Participate in PPerfLab research in developing performance tools for medium to large scale HPC workflows. We are developing monitoring tools to provide useful feedback to developers to guide them in addressing performance issues in their code, particularly related to workflows (applications that comprise some number of separate applications, libraries, and/or platforms) and data movement. This development requires testing various codes and gathering performance measurements with a number of different performance tools.
Job Description
This work will entail conducting experiments with MPI- and OpenACC-based codes, possibly in combination with python scripts and a visualization tool. You will be learning and using a variety of tools to evaluate the runtime performance. The particular focus will be the data movement and storage. The student will receive training in using a shared cluster environment, using the Lustre parallel file system, and using a variety of development tools. Also additional training if needed for writing simple MPI and OpenACC - based codes. One application of focus will be a drought prediction code developed at Portland State in a collaborative research project.
Computational Resources
Use of XSEDE Resources This project will use time on Linux clusters, on the PSU Coeus cluster, and on machines in the PI's laboratory. Our lab has only a small older 16-node Linux cluster with a "mini-Lustre" installation for initial learning. We hope to use SDSC's Comet or a similar XSEDE resource to allow the student to learn how to run science codes at the medium scale using SLURM or a similar resource manager and state of the art performance tools.
Contribution to Community
This project will provide direct HPC training and experience to two undergraduate computer science students. They will be part of our PPerfLab research group and will be mentored by both the PI and the group's Ph.D. students. We will encourage them to present their efforts in a poster.
Position Type
Apprentice
Training Plan
The students are encouraged to take Parallel Programming or Introduction to Performance in Winter quarter, if that is possible then they already will have some exposure to MPI and the basics of parallel computing and performance. Our first step will be to get them hands on practice running a set of codes we provide, with some measurement tools. This will require a learning step for the performance tools.

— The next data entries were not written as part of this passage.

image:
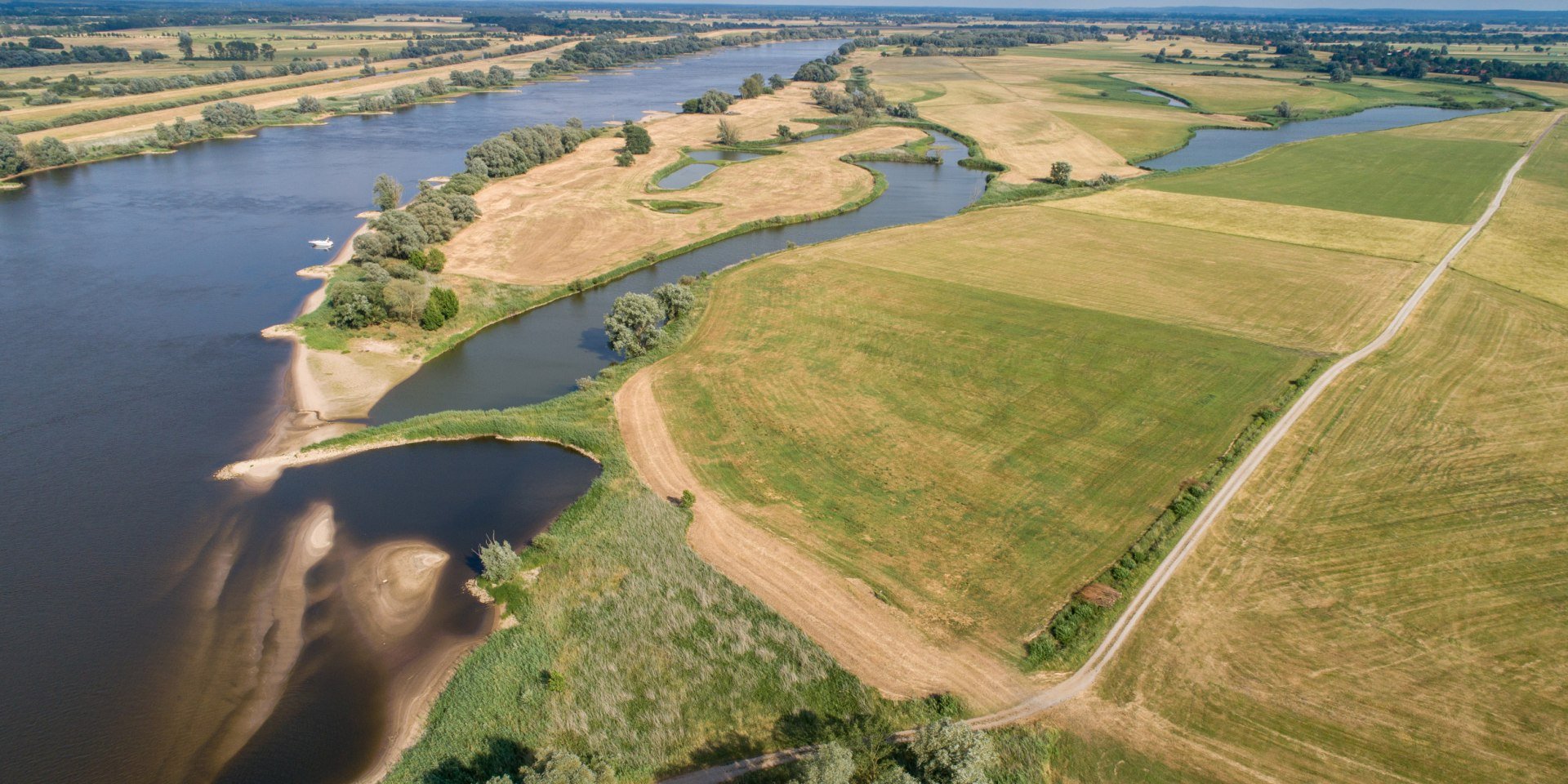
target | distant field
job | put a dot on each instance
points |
(1525, 245)
(973, 452)
(1276, 294)
(1385, 603)
(582, 216)
(1385, 173)
(1332, 229)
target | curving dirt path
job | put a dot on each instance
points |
(1084, 678)
(866, 635)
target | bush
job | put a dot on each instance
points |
(673, 300)
(952, 753)
(11, 157)
(436, 261)
(356, 305)
(499, 562)
(816, 71)
(637, 140)
(439, 308)
(1060, 173)
(632, 323)
(405, 300)
(229, 115)
(47, 153)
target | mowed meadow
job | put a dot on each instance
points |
(1385, 603)
(979, 414)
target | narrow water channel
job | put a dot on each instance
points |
(1213, 146)
(157, 618)
(541, 353)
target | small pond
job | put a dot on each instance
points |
(1211, 146)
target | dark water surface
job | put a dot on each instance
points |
(1211, 146)
(541, 353)
(131, 295)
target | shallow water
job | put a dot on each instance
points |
(134, 294)
(541, 353)
(1162, 96)
(1211, 146)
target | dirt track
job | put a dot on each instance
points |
(1084, 678)
(867, 637)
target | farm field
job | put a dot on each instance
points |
(1383, 603)
(134, 126)
(1424, 179)
(584, 216)
(1523, 248)
(966, 480)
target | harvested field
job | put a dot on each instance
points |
(1332, 229)
(582, 216)
(1278, 294)
(1426, 179)
(1523, 248)
(971, 453)
(1387, 603)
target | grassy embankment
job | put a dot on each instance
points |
(629, 649)
(1382, 603)
(974, 483)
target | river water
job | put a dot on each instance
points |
(149, 610)
(1213, 146)
(162, 626)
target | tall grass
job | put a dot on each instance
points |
(627, 649)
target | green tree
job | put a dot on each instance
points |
(47, 153)
(11, 158)
(753, 87)
(637, 140)
(952, 753)
(386, 192)
(229, 115)
(402, 231)
(675, 300)
(405, 300)
(831, 764)
(439, 308)
(564, 767)
(1060, 173)
(499, 562)
(436, 261)
(632, 323)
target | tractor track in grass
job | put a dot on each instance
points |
(639, 422)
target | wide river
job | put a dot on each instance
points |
(162, 626)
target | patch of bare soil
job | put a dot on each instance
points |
(879, 644)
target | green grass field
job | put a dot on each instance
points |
(1446, 180)
(973, 452)
(1385, 603)
(1523, 248)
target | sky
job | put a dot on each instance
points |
(1432, 5)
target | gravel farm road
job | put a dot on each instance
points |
(1085, 676)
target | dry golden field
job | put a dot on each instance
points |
(1385, 601)
(581, 216)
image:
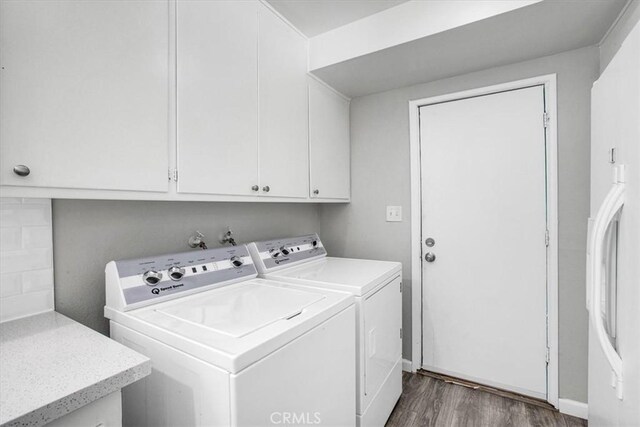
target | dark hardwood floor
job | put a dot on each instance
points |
(428, 401)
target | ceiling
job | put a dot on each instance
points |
(313, 17)
(542, 29)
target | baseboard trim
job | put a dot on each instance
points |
(573, 408)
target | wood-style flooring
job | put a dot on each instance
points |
(427, 401)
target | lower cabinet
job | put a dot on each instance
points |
(104, 412)
(329, 143)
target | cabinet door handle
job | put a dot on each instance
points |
(21, 170)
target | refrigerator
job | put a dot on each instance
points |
(613, 252)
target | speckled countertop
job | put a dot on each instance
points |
(51, 365)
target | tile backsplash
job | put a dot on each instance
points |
(26, 257)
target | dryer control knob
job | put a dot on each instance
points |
(152, 277)
(236, 261)
(176, 273)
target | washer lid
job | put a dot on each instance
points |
(358, 276)
(234, 326)
(239, 311)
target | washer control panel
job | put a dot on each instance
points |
(145, 280)
(271, 255)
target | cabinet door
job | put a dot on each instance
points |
(217, 97)
(85, 94)
(329, 150)
(283, 117)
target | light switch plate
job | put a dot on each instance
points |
(394, 213)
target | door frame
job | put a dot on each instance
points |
(549, 83)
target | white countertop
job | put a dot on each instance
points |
(51, 365)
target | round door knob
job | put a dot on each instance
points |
(176, 273)
(152, 277)
(236, 261)
(21, 170)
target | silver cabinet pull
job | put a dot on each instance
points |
(21, 170)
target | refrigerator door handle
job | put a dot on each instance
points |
(611, 205)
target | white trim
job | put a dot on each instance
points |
(574, 408)
(549, 82)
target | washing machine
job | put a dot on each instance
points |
(376, 286)
(228, 348)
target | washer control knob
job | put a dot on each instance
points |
(236, 261)
(21, 170)
(176, 273)
(152, 277)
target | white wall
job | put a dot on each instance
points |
(90, 233)
(380, 177)
(26, 257)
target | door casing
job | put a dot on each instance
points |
(549, 83)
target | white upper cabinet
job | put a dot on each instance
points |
(84, 94)
(329, 147)
(217, 95)
(283, 108)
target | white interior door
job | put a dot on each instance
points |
(484, 205)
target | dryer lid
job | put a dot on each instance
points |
(241, 310)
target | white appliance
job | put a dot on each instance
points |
(613, 255)
(228, 348)
(377, 288)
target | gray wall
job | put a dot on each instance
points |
(380, 176)
(89, 233)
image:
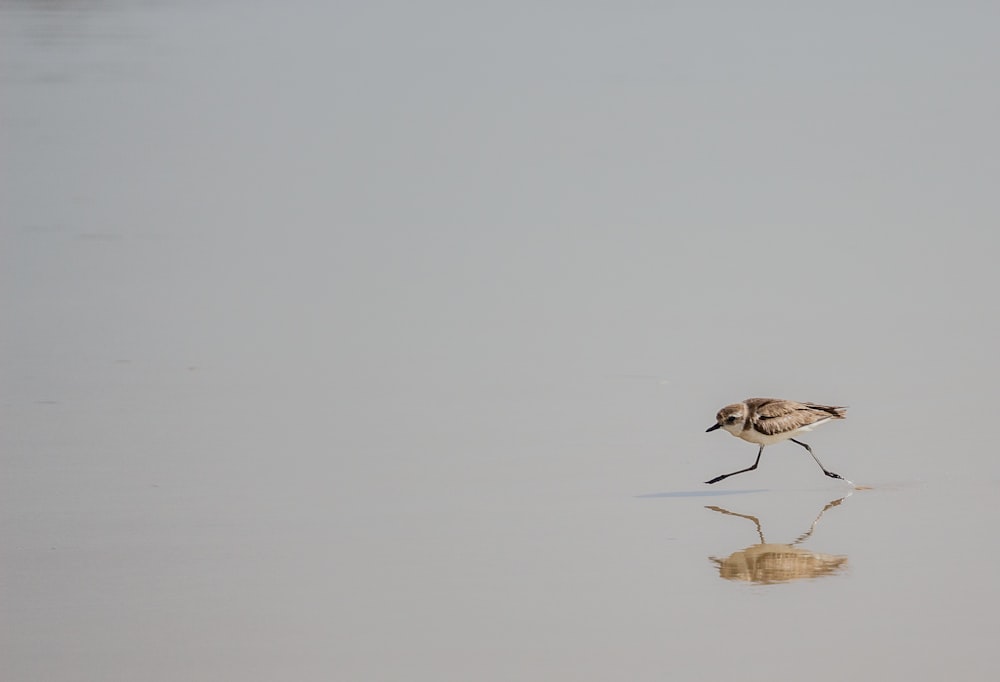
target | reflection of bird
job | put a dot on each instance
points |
(766, 421)
(768, 563)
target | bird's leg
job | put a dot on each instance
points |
(828, 473)
(719, 478)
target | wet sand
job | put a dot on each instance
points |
(379, 343)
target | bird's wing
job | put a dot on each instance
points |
(780, 416)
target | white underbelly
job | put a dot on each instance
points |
(762, 439)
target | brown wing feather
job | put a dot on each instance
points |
(778, 416)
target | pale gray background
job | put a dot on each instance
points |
(376, 340)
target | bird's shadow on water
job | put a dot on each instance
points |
(704, 493)
(772, 563)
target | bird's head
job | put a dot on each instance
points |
(731, 418)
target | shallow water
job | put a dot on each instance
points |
(379, 342)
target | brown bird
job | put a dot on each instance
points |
(766, 421)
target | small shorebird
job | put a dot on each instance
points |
(766, 421)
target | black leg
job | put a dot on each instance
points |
(828, 473)
(719, 478)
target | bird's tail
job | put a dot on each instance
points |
(834, 411)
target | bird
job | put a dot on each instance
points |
(766, 421)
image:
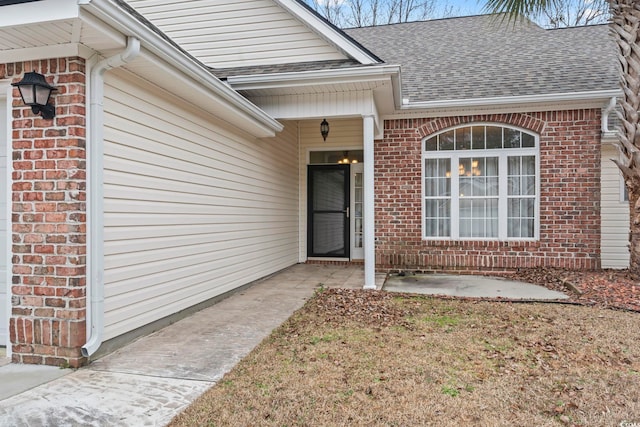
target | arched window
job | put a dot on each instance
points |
(481, 182)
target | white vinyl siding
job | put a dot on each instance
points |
(233, 33)
(192, 208)
(615, 213)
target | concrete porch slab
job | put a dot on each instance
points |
(469, 286)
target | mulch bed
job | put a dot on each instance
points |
(603, 288)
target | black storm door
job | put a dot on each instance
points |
(328, 211)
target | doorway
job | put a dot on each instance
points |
(328, 225)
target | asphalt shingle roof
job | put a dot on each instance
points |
(485, 56)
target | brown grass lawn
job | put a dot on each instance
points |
(363, 358)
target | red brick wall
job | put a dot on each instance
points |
(569, 198)
(49, 219)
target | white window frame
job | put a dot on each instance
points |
(502, 155)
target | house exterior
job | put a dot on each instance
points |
(186, 157)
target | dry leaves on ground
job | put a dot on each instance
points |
(362, 358)
(603, 288)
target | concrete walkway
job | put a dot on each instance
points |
(152, 379)
(149, 381)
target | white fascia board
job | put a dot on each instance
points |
(327, 32)
(112, 15)
(570, 97)
(374, 73)
(314, 77)
(37, 53)
(39, 11)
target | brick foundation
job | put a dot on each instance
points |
(569, 198)
(48, 319)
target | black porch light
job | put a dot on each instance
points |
(324, 129)
(36, 92)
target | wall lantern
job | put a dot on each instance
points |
(36, 92)
(324, 129)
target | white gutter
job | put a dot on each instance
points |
(369, 74)
(95, 151)
(511, 100)
(604, 124)
(250, 115)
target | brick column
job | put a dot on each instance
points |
(48, 319)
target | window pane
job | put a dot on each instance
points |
(514, 208)
(432, 144)
(529, 185)
(479, 218)
(446, 140)
(492, 166)
(514, 166)
(528, 140)
(511, 138)
(477, 138)
(493, 186)
(438, 214)
(494, 137)
(513, 186)
(528, 165)
(481, 189)
(463, 138)
(527, 207)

Once the learning curve is achieved, they will do actual runs to collect data we need for our research, first on our own facilities, and then, if they have been fast learners, on a larger remote facility. They will be welcome to contribute ideas for new features we might develop for tools. The PPerfLab graduate students will participate in mentoring and training the undergraduates.
Student Prerequisites/Conditions/Qualifications
Students must have completed a course in operating systems (at PSU this is CS 201 and CS 333) and be able to program in C/C++ in a linux environment. They must have good English communication skills both written and oral to participate in the research group meetings and prepare a poster for their work.
Ideally the students will have taken either Parallel Programming or Introduction to Performance.